I am a Caucasian, cisgender, homosexual woman. I have racial privilege and I often ask myself, “what does it mean to be White?” It means I have been awarded unearned opportunities solely because of the color of my skin. It means people do not assume I am shoplifting when I enter an upscale store (even though I have messy hair and wear mud-caked hiking boots). It means I am not profiled by the police but I do move through airport security with relative ease. Privilege is multi-faceted and complex. I have gender privilege because I am cisgender (my gender identity matches the one I was assigned at birth), but I also do not have gender privilege because I am a woman (cisgender men are the winners of gender privilege in case you haven't noticed). This means that while people correctly identify my gender as woman and correctly use feminine pronouns, I also have to deal with strange men making objectifying and unwanted remarks about my breasts. See? More complex than trigonometry, right?

My fiancé is transgender. Xe was assigned-female-at-birth but identifies as genderqueer and uses the gender neutral pronouns xe/xyr/xem. No one ever uses xyr correct pronouns unless they are explicitly told to use them and even then some people flat-out refuse. I always wonder how a cis man would feel if everyone he encountered incorrectly called him “lady,” or “ma'am,” or “girl.” And when he protested he was met with “well, I just see you as a woman so I'm going to call you ‘her.'” How could that happen? How could someone look at a person's gender expression and misinterpret their gender identity? It happens every day. It happens to my fiancé every day. Xe is wounded moment by moment, day after day by micro-aggressions from people who do not have to think about gender.

So what do we do about it? I am done sitting in my bubble of wedding planning privilege. I am popping my bubble, donning the outfit of a warrior bride (think chainmail veil), and taking my vocal sword into the crowd and to my wedding!

Weddings are fun and love-filled, but they are also exclusive and riddled with heteronormativity. The Offbeat Bride world is acting as a support for those of us who do not want to adhere to the norm, but I challenge all of us to take it a step further. I am using my wedding as a political platform to speak out against issues of social injustice. I seek to open a discussion about power, privilege, and oppression and how all of us who are planning weddings in the 21st century can be agents of change.

No longer will we sit behind sweetheart tables, toasting to our love-filled privilege bubbles. No!

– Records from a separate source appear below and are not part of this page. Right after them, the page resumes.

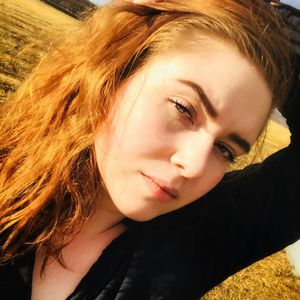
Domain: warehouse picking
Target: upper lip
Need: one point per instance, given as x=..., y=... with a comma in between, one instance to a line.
x=166, y=187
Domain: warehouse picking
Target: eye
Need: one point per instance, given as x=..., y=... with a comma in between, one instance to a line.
x=182, y=108
x=226, y=152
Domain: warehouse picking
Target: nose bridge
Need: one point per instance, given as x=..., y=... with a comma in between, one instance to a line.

We will engage in conversation every day, asking ourselves and each other tough questions like “how does privilege impact our lives?” We will alter our language to be more inclusive. We won't assume someone's gender but will instead ask, “what is your preferred pronoun?” We will no longer be afraid of offending people. We will offend! And then we will listen. We will listen with open minds and acceptance. We will understand that examination of wedding planning privilege is initially uncomfortable, but necessary for growth and change. We will hang out in the discomfort. And at our weddings, all people will dance because they feel safe and loved and seen.

Warrior Brides of the 21st century, unite!